A Face in Sarajevo, Bosnia-Herzegovina June 2008

A Face in Sarajevo, Bosnia-Herzegovina June 2008

“In 1998 I read “Balkan Ghosts” by Robert Kaplan and it turned a switch on inside of me.  It suddenly seemed as if I was always going to places everyone else had gone, so I chose a less traveled path. After reading that book, I went to Bulgaria for a month. I have not returned to Bulgaria since, but I hope to this spring.  I have, however, been a frequent traveler to the Former Yugoslavia, i.e Croatia, Bosnia-Herzegovina, Macedonia, Slovenia, and Serbia.   I have included Greece in my Balkan excursions.  I see this area as the historical and emotional crossroads of the world, full of hope, promise, pain, and blood.  I have fallen in love with the Balkans.  There is no other place like it.”

Interview, Part 2

Railway station platform, Florence, Italy 1993

Railway station platform, Florence, Italy 1993

I can remember being astounded by the Cartier-Bresson’s  “Michel Gabriel, Rue Mouffetard” — the photograph of the young boy carrying the two bottles of wine.  I realized then that there was more to just snapping away at whatever you wanted.  That’s when I began to see a new world through the viewfinder.  My father’s good friend and mentor, Wright Morris, was another influence.   He was a writer and photographer who photographed the Midwest and America at roughly the same period as Walker Evans.   Many times over the years Morris’ calm eye has resurfaced in my mind, guiding me.

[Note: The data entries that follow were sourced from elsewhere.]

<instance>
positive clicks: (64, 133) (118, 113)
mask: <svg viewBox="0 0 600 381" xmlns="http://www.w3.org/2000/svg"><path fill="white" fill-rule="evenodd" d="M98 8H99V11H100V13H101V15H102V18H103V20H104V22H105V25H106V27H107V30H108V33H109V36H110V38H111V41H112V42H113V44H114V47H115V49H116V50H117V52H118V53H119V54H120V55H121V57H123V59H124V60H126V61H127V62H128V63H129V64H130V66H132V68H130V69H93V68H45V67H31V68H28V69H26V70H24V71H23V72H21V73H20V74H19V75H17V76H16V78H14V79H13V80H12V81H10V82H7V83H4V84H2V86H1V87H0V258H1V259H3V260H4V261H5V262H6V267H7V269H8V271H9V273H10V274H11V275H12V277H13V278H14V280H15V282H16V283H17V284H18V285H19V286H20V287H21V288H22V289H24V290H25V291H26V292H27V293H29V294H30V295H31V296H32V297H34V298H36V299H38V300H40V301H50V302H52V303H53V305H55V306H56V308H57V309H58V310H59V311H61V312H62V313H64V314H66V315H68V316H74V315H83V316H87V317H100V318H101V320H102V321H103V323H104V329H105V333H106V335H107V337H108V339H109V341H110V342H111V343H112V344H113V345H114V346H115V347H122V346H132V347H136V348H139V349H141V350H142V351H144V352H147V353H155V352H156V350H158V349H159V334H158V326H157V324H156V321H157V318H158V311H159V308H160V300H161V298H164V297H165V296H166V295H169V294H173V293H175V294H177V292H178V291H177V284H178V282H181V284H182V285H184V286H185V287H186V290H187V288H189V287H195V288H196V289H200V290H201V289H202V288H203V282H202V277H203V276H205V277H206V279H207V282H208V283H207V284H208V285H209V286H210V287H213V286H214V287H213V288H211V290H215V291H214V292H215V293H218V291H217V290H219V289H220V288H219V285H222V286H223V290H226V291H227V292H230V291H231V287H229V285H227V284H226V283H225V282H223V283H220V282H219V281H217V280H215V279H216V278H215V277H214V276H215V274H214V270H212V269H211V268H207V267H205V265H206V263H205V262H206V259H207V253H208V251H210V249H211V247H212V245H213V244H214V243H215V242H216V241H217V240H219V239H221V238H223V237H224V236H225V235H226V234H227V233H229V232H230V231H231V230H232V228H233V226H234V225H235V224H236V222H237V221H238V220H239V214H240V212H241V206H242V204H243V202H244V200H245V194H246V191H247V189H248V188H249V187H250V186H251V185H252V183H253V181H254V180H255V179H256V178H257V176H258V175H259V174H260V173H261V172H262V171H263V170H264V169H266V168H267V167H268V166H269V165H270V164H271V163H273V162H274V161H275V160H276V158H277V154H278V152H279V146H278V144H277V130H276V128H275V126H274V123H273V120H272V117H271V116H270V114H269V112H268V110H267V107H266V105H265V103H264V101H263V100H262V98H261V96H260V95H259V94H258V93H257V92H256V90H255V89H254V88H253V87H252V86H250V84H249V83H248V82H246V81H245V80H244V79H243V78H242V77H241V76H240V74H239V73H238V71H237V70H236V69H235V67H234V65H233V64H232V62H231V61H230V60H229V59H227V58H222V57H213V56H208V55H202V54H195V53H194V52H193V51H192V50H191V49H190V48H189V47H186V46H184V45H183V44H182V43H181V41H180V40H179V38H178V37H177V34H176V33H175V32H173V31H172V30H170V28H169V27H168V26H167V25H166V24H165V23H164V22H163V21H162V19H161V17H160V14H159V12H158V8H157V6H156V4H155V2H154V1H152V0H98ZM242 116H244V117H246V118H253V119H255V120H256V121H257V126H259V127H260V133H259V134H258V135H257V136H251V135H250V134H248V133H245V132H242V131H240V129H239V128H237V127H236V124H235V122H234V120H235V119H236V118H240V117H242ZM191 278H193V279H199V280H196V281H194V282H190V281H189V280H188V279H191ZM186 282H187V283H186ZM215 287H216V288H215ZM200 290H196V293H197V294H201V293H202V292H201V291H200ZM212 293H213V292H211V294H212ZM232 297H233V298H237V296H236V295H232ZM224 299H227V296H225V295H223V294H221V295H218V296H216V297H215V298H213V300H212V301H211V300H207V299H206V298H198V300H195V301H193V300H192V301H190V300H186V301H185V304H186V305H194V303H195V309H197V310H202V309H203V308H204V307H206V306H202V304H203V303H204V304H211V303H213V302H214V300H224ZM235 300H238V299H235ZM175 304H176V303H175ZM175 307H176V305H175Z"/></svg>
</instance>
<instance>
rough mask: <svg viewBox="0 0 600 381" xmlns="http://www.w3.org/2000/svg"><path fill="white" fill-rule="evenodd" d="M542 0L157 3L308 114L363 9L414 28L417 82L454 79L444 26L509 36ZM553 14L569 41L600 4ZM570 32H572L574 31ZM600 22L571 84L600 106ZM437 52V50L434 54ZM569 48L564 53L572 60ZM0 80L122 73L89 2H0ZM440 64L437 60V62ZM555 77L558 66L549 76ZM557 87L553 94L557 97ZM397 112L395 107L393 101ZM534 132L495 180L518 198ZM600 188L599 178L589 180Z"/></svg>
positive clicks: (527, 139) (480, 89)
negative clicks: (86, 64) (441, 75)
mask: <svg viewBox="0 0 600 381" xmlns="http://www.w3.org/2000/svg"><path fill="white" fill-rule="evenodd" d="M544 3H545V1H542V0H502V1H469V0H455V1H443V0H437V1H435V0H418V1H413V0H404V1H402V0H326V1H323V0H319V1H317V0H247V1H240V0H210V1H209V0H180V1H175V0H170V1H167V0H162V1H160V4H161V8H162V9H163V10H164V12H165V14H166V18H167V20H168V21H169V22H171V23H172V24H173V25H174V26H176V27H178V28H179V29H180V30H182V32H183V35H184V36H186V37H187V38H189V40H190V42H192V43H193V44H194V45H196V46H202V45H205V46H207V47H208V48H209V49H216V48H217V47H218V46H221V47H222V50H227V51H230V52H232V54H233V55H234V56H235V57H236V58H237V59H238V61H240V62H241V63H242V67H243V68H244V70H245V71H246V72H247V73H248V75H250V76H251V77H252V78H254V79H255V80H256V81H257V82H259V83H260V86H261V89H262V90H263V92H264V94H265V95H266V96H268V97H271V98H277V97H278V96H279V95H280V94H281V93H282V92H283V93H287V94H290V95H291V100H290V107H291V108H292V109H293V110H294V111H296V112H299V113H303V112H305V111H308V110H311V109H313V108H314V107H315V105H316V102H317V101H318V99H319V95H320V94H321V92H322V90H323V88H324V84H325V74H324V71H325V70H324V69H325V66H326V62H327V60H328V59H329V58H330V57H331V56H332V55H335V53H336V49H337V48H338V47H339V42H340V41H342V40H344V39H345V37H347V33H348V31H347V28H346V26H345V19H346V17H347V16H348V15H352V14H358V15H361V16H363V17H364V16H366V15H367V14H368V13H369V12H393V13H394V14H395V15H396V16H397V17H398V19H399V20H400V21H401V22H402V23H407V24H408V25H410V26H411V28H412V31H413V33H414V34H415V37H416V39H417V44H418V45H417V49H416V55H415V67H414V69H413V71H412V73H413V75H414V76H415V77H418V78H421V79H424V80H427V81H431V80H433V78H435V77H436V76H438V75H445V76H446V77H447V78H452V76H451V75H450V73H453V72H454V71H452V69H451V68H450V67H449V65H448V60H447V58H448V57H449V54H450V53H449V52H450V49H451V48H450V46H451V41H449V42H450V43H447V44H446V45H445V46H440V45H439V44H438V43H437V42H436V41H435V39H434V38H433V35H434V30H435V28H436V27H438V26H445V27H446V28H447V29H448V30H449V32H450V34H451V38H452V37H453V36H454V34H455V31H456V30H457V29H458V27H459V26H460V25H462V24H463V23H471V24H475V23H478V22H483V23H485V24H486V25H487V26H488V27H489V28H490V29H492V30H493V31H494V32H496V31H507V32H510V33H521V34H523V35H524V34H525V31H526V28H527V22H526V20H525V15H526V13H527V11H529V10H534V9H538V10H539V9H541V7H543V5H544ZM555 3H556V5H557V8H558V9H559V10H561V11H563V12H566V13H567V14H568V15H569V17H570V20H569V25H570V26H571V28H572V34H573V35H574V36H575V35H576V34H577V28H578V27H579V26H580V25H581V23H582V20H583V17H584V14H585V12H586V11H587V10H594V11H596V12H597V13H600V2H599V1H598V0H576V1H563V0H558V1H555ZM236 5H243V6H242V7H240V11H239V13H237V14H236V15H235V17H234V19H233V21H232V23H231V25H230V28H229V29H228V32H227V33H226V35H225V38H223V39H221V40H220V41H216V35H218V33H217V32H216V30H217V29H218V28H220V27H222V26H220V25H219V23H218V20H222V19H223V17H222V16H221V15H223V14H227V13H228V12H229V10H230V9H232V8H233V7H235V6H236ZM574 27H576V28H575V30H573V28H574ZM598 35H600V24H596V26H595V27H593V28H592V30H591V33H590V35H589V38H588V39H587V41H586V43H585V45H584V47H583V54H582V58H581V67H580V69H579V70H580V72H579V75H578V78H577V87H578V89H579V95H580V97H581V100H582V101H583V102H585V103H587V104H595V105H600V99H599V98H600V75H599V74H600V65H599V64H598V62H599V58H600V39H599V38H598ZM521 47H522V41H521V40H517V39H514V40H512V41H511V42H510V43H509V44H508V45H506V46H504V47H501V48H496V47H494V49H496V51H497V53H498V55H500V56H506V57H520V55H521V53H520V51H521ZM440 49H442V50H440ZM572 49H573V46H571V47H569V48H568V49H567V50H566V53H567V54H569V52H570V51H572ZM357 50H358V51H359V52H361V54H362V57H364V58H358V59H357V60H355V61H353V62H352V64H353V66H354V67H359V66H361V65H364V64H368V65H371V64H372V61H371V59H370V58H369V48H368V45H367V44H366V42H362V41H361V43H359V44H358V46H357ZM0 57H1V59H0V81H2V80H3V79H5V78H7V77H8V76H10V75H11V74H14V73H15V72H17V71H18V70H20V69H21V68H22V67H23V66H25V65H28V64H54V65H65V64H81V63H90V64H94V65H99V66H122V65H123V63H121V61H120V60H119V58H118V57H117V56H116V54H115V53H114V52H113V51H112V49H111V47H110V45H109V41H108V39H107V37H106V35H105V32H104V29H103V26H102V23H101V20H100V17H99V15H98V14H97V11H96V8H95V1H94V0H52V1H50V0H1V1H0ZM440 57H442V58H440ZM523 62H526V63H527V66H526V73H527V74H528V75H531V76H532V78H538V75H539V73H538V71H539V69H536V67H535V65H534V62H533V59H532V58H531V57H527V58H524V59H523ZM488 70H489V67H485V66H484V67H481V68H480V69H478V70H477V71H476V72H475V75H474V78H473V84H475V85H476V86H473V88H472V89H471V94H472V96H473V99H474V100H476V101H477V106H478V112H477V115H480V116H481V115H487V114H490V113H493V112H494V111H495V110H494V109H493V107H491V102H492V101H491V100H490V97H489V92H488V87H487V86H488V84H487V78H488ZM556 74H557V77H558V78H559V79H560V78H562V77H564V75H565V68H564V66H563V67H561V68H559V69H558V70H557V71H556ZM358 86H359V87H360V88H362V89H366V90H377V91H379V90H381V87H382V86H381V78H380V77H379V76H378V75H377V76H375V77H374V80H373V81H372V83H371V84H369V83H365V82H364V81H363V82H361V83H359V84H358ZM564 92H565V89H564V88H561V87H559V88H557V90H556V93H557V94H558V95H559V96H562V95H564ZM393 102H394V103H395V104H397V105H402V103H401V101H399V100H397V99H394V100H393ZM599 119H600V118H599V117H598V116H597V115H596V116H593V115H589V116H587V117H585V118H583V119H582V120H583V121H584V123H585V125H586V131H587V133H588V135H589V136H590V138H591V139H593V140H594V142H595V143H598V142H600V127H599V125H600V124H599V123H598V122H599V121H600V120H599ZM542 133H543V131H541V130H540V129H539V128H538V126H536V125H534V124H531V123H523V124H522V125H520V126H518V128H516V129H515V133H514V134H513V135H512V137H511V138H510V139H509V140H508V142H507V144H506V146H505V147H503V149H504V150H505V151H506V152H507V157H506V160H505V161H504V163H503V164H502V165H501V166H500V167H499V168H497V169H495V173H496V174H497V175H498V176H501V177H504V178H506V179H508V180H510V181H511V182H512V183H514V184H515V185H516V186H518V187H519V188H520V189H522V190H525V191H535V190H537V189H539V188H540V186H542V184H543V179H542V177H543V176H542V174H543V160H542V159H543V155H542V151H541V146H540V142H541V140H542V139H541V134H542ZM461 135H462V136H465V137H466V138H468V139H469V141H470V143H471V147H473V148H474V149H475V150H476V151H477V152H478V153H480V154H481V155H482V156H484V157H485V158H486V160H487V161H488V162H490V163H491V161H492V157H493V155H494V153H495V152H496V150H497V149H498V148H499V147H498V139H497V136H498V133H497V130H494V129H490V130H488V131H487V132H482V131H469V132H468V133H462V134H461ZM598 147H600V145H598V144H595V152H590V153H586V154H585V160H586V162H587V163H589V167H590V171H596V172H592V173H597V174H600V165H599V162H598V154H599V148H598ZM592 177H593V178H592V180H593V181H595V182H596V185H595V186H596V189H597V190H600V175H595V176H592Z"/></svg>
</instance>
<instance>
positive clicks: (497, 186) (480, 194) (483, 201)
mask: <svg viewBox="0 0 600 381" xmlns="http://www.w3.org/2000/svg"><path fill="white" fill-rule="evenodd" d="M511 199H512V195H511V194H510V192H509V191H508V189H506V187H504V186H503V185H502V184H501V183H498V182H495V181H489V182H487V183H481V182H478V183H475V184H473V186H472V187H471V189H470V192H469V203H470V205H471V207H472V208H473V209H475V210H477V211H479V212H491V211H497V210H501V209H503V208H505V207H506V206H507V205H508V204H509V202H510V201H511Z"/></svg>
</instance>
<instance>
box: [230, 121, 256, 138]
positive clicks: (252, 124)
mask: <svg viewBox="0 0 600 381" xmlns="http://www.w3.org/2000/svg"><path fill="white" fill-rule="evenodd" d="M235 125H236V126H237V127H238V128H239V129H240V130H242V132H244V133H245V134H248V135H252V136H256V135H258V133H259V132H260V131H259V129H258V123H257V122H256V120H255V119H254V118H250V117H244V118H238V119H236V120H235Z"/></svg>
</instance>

I like this view because it lies in between arrivals and departures, which are always exciting points when I travel.  The station is all but empty.  It was during this 1993 trip to Europe that I began to search for my voice.  Unfortunately most of the images from that journey are lost.  I only have a handful of negatives left.

Interview, Part 1

kodak1I had the good fortune to grow up in a very artistic family, surrounded by art and literature.   Painters and photographers and artistic people were fixtures at my parent’s cocktail parties. I was one of those young kids you see running around art openings in New York, Provincetown and Wellfleet while their parents schmooze.  And, of course, they made sure that I learned how to look at a piece and talk about it intelligently. It was not enough to say I liked or disliked it but to explain why.

There were always cameras in the house.  I think my first was one of those Kodak Instamatic things with the cartridges.  In the beginning, I wasn’t concerned with ‘taking pictures’ – it was more about liking the feel of the camera in my hand. As a little boy, I enjoyed the winding up and ‘click’ of the shutter, plus the little flashcube that you stuck on top. When I began to shoot, I suppose it allowed me to step back and think about the world as a ‘subject’ of sorts.  So I took pictures of friends, summer camp … whatever I came across.